Brands explained / London
Track record
Briefing
On 14 November the first Eurostar train should pull out from the new €1.15bn St Pancras International station headed for Paris. The station has come a long way since the 19th century when it was opened to receive ale deliveries. Since the Midland Railway Company built St Pancras in 1868 it has survived Second World War bombs and the threat of the wrecking ball. Its new look has been overseen by London & Continental Railways.
01 - Platform lighting
Entech
Entech manufactures a broad range of products including aluminium seating, suspended walkways, sun louvres, steel flooring and lighting.

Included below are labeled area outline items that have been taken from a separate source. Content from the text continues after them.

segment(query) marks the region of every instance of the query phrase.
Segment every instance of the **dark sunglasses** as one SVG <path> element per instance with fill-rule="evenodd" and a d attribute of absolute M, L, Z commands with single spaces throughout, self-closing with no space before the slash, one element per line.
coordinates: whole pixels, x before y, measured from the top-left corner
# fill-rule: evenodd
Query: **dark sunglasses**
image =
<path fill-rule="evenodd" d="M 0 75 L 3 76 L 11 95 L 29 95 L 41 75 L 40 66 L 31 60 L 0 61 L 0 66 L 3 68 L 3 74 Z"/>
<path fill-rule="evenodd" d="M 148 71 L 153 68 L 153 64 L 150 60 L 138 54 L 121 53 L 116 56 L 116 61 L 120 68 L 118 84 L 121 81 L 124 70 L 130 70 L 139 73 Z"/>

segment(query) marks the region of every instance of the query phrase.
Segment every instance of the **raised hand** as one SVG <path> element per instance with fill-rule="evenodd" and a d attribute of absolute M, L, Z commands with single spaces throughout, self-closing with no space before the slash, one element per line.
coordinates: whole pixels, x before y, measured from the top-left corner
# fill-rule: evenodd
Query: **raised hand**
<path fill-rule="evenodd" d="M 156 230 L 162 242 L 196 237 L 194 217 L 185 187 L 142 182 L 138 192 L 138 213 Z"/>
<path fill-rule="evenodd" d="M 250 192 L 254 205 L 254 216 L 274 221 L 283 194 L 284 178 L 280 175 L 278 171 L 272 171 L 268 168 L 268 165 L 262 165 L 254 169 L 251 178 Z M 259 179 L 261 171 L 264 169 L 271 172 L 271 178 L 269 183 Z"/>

It made the one-tonne lights that hang from the ceiling at Gatwick Airport and a sand exclusion system for the Suez Canal Tunnel. Brian Bailey has managed the company for 35 years.
02 - Flooring
WB Simpson & Son
WB Simpson fitted the station’s 30,000 sq m of terrazzo floor tiles from Turkey. Paul Valler manages the company that was founded by artist William Butler Simpson in 1833. William was interested in wallpapers, but his two sons expanded the tile business when they won a London Underground contract at the end of the 19th century.
03 - Speakers
Penton UK
The Dutch Navy, Qatar Airport, Hong Kong and New Delhi’s train stations, and several London tube stations have one thing in common: Penton speakers. Some 2,500 bespoke speakers have been fitted at St Pancras International. Penton had to follow the station’s original colour scheme: the ones on the ceiling are Mid Blue.
04 - Railway tracks
Carillion Rail
Carillion’s track will help cut the travel time between London and Paris by 20 minutes to two hours and 15 minutes. In 2006, after its revenues fell, Carillion Rail axed 250 employees. Also that year, Network Rail, the rail infrastructure owner, banned the company because of its poor safety record (the ban was lifted in February 2007).
05 - Eurostar trains
Alstom Transport
Anglo-French firm Alstom is the maker of Eurostar’s 27 high-speed trains. Nearly 400m long, they were made in the mid-1990s and can reach speeds up to 300km an hour. Alstom’s V150, built in 2007 (not used by Eurostar), can go up to 574.8km an hour. The parent company employs 65,000 people, and its sales reached over €14bn in 2006.
06 - Buffers
Rawie
In 1902, the Orient Express overshot the end of the train track at Frankfurt am Main, crashing into a restaurant. Franz Rawie, who founded railway repair company Rawie in Osnabrück 20 years earlier, set about developing secure track ends. By the 1960s, Rawie buffers equipped the entire German rail network. It is now moving into Russia.
07 - Ceiling paint
Leighs Paints
Looking at St Pancras’s ceiling, the structure melts into the sky because of the light blue colour – the idea of Midland Railway’s first stationmaster in 1868. Leighs has recreated the original blue, naming it Mid Blue. Today, Dick Frost is MD of the company, which has manufacturing plants in the UK, Kuwait, Malaysia and the UAE.
08 - Architect
Alastair Lansley
Lansley has restored a modernised Victorian elegance to St Pancras – and given it Europe’s longest champagne bar. Lansley, who is London & Continental Railways’ chief architect, also designed the Olympic Park station in Stratford, which can be reached from St Pancras International in seven minutes.